Are you blessed with a friend like that? Who can come alongside and just be with you in your pain? Who doesn’t minimize it, or try to get you to look on the bright side? Did you, or do you, have a parent like that, who can resist the urge to make you see the “bigger picture”?

A man named Joe lost three of his children. In his book, The View from a Hearse, Joe writes: “I was sitting, torn by grief. Someone came and talked to me of God’s dealings, of why it happened, of hope beyond the grave. He talked constantly. He said things I knew were true. I was unmoved, except to wish he’d go away. He finally did. Another came and sat beside me. He didn’t talk. He didn’t ask me leading questions. He just sat beside me for an hour or more, listened when I said something, answered briefly, prayed simply, left. I was moved. I was comforted. I hated to see him go.”

This graveside visitor, and that little girl, may not have seemed very spiritual, but in fact, were simply and brilliantly following the lead of Jesus.

“When Jesus saw her [Mary] weeping, and the Jews who had come along with her also weeping, he was deeply moved in spirit and troubled. ‘Where have you laid him [Lazarus]?’ he asked. ‘Come and see, Lord,’ they replied.
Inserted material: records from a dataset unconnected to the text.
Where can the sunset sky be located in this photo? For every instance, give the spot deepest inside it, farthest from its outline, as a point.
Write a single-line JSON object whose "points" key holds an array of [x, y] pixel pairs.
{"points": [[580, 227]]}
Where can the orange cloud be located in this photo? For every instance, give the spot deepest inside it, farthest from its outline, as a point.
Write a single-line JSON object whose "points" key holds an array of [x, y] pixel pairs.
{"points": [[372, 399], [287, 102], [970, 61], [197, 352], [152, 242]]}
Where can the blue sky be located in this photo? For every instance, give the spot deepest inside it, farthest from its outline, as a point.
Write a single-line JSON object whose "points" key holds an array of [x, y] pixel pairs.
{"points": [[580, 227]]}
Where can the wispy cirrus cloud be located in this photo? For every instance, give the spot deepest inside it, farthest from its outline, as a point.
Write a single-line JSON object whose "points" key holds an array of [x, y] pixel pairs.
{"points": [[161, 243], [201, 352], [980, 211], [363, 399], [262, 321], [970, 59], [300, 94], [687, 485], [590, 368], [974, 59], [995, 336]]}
Jesus wept. Then the Jews said, ‘See how he loved him.'” (John 11:33)

What did Jesus do when his friend Lazarus died? He wept. (John 11:35)
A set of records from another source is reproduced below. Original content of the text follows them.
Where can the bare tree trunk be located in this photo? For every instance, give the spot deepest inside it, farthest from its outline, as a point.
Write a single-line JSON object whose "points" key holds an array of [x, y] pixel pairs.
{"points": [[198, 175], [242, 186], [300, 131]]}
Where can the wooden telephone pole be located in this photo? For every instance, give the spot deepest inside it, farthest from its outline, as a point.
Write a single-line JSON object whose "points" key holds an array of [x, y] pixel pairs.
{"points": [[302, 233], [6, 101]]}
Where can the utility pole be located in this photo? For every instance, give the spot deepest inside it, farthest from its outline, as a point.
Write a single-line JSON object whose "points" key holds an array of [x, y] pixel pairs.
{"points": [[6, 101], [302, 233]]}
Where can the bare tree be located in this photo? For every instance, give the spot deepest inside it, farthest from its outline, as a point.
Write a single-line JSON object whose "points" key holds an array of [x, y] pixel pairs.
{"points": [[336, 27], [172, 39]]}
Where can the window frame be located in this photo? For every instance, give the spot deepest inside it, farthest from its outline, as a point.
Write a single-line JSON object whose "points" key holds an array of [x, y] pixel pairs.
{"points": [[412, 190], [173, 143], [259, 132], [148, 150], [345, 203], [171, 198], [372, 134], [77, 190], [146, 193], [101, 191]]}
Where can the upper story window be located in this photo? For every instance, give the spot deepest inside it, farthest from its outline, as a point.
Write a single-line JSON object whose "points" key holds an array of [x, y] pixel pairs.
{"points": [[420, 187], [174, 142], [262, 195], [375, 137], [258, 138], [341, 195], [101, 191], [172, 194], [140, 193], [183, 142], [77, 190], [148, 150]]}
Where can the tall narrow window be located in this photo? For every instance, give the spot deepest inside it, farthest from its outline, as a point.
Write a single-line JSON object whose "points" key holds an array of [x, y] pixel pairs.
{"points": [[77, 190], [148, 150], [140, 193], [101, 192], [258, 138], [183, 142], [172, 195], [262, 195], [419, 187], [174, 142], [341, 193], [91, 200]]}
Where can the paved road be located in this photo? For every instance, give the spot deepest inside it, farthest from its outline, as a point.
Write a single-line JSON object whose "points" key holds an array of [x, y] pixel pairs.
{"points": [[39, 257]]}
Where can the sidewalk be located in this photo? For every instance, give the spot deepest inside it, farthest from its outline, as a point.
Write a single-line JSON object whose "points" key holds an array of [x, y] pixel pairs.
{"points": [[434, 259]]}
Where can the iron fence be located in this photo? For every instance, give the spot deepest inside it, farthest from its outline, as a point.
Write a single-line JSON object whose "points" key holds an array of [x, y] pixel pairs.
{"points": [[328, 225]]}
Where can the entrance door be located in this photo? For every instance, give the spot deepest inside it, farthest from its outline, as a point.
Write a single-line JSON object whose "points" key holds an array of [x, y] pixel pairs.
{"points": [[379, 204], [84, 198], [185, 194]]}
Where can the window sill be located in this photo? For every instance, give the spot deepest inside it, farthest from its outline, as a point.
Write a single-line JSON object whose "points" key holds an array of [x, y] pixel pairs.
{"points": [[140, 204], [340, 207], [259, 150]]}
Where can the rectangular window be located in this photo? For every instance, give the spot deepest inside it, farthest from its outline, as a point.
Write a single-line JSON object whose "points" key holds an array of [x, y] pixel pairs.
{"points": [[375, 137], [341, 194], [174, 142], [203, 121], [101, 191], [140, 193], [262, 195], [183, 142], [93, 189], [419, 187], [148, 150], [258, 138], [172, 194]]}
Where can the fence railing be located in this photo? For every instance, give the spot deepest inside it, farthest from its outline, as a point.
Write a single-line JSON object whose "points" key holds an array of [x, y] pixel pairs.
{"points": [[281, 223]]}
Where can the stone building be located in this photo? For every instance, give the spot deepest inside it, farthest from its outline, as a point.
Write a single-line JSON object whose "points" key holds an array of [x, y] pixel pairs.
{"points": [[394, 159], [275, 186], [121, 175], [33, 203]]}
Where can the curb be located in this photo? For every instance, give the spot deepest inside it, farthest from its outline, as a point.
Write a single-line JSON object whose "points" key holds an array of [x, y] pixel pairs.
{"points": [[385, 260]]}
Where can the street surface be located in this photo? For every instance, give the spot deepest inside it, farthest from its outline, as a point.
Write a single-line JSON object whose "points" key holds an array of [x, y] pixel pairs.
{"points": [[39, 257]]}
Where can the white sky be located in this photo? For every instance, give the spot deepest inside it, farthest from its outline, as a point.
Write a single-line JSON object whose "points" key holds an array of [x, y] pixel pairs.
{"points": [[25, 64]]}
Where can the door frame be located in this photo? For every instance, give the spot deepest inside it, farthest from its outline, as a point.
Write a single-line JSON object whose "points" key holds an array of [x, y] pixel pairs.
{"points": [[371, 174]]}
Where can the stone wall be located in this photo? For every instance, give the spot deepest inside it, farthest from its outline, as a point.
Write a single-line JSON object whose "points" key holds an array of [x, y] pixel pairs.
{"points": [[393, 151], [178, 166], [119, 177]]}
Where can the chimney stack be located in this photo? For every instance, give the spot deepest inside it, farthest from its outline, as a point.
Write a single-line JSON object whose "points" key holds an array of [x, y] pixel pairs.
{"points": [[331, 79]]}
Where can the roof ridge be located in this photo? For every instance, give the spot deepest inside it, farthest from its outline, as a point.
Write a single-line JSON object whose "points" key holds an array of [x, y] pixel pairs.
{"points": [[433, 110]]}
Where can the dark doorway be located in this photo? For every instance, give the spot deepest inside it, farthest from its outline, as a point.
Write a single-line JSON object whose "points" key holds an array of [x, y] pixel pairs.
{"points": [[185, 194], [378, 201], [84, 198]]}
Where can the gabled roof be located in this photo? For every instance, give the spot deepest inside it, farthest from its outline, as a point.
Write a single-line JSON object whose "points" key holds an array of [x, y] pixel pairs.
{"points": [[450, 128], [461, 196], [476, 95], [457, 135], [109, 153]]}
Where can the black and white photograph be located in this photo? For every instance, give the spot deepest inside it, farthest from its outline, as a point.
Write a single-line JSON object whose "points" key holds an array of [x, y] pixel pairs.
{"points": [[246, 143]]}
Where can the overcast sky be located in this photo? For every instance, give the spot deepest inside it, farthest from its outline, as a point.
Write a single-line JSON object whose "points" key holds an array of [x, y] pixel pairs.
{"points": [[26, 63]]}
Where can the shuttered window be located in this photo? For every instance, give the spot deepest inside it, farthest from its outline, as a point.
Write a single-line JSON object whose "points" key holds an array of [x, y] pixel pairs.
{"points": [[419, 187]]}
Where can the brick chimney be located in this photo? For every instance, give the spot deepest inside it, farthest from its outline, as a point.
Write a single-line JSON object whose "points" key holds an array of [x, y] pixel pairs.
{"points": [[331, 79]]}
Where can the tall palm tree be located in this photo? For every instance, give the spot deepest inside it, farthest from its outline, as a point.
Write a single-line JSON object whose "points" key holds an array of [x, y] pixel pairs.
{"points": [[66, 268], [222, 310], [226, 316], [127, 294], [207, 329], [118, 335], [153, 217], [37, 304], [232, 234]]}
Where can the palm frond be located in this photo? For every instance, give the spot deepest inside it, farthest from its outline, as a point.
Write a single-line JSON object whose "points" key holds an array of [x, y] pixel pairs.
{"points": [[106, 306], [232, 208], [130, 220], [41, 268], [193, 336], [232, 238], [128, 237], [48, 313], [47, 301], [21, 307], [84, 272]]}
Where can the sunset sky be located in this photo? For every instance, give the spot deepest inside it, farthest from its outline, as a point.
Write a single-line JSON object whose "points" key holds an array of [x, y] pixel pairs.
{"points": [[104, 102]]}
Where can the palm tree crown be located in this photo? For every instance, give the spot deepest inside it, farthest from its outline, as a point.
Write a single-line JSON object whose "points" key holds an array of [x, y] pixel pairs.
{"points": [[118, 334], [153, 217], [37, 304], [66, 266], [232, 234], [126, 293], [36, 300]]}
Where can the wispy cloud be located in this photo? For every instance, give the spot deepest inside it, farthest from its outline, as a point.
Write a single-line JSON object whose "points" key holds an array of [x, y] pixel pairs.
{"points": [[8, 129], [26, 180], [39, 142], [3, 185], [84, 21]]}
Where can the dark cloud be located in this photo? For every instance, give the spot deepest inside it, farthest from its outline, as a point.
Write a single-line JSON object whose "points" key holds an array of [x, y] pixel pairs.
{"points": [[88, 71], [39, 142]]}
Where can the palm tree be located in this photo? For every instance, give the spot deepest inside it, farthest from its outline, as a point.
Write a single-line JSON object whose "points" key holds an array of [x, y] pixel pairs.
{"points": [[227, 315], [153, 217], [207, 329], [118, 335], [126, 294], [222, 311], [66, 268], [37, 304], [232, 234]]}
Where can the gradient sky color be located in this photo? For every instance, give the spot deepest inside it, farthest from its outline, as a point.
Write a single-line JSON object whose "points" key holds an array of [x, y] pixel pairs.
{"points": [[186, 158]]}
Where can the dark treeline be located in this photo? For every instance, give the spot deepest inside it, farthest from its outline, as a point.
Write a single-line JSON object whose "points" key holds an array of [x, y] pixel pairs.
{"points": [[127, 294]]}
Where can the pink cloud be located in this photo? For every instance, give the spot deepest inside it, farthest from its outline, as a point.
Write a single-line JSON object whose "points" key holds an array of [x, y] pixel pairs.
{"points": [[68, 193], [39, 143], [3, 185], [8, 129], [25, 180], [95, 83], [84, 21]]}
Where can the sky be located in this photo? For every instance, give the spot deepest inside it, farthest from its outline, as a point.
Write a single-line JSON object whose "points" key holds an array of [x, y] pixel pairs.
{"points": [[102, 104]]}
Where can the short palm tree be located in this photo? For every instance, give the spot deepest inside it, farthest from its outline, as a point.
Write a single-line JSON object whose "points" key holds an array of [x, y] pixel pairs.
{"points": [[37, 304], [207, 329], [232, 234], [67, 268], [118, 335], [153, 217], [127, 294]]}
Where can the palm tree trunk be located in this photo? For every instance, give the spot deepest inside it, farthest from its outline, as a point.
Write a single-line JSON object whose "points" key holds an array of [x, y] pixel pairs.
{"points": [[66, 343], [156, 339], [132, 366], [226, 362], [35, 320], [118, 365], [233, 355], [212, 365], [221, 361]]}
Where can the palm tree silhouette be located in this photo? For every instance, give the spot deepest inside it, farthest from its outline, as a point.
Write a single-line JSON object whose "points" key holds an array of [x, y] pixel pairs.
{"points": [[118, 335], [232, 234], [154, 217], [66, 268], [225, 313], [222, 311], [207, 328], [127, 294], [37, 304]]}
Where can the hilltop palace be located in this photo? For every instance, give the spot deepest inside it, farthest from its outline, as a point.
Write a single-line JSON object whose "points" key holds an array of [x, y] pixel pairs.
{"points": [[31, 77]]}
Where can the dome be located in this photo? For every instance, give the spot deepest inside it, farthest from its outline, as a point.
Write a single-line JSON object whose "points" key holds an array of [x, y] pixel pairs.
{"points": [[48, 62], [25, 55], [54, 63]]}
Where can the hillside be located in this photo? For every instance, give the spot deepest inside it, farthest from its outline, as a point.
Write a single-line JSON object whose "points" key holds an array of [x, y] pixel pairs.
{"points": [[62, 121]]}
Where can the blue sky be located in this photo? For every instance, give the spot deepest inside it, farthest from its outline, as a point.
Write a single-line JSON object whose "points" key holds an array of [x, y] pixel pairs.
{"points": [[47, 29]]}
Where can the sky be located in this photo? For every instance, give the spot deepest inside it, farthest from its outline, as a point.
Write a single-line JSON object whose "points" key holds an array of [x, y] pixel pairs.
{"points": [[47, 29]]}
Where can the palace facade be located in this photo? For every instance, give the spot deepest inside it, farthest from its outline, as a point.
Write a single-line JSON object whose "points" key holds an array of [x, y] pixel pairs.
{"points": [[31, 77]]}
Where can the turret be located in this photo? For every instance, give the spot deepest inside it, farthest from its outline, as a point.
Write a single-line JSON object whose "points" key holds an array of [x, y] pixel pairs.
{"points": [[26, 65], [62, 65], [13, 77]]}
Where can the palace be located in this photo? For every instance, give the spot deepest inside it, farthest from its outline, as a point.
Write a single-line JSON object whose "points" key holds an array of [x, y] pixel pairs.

This is how I know Jesus is into validation. Could Mary have felt any more validated in her sorrow and loss? Could Jesus have showed his empathy for her in a more profound way than his own tears? Can we set aside our own fears and need to avoid pain long enough to just acknowledge the terrible? I mean, other than filling a freezer with casseroles, what else do we really have to offer?

Scripture is simple and direct in its instructions for these unavoidable moments. Paul says in Romans 12:15, “Rejoice with those who rejoice, weep with those who weep.”

I’ve been there, to some degree. I had two miscarriages. Friends who loved me said a lot of things, many of which were true. The one I wanted to hear was simply, “I’m so sorry.” I wanted the deep sadness to be recognized, to have someone take me by the hand and, for a moment, face the darkness with me.

As humans, we feel a deep need to make sense out of the senseless. As Americans, we go to great lengths to avoid discomfort. As Christians, we feel responsible to keep someone from giving into despair and questioning the goodness of God. As parents, we shelter our children from the harsher realities of life on this planet like loss, disease, and death. Mix ’em all together and what do you get? The worst person to enter the room at your moment of crisis, when you discover your own personal rock bottom.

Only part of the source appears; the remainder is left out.